Es evidente que nosotros no podemos hacer eso mismo, nuestros movimientos vitales no expresan de manera inmediata la Ley de Dios en nuestros corazones, sin embargo sí podemos tener su frónesis en nosotros, no porque percibamos como él sino porque, en la meditación continua del Evangelio, lo percibimos a él, y al percibirlo a él, se va haciendo nuestro el percibir como él. Sin que podamos nunca erigir nuestro propio obrar como expresión de esa Ley.

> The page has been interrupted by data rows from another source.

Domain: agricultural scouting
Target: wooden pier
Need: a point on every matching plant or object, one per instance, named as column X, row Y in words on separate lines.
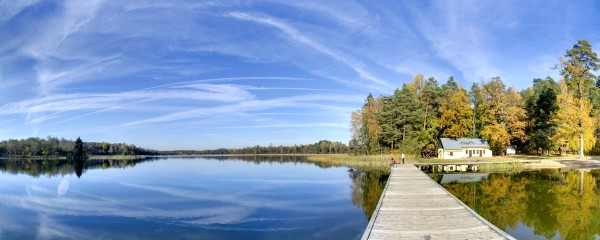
column 413, row 206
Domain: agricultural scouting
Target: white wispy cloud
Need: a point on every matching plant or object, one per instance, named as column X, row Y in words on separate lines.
column 301, row 101
column 296, row 35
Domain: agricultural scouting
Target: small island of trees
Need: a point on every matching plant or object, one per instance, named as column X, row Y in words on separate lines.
column 538, row 120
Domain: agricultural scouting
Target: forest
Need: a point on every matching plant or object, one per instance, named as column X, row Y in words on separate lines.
column 52, row 146
column 321, row 147
column 537, row 120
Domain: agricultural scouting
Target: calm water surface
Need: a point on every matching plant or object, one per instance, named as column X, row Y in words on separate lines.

Se cumple así con algo que parece nuestro esfuerzo pero es en realidad el movimiento de la gracia en nuestra vida, la incumplida promesa de tallar en nuestros corazones la Ley de Dios.
[1] Clines, David, "The theme of Pentateuch", Sheffield Academic Press, 1997, 2ª ed. Lamentablemente no hay versión castellana de esta obra fundamental.
[2] Ver sobre este punto la reciente respuesta de P. Francisco en el punto g de la respuesta al primer "dubium" de algunos cardenales en relación al Sínodo, en donde utiliza esta noción de "verdad salvífica" para distanciar la comprensión católica de la Escritura de una comprensión puramente literalista.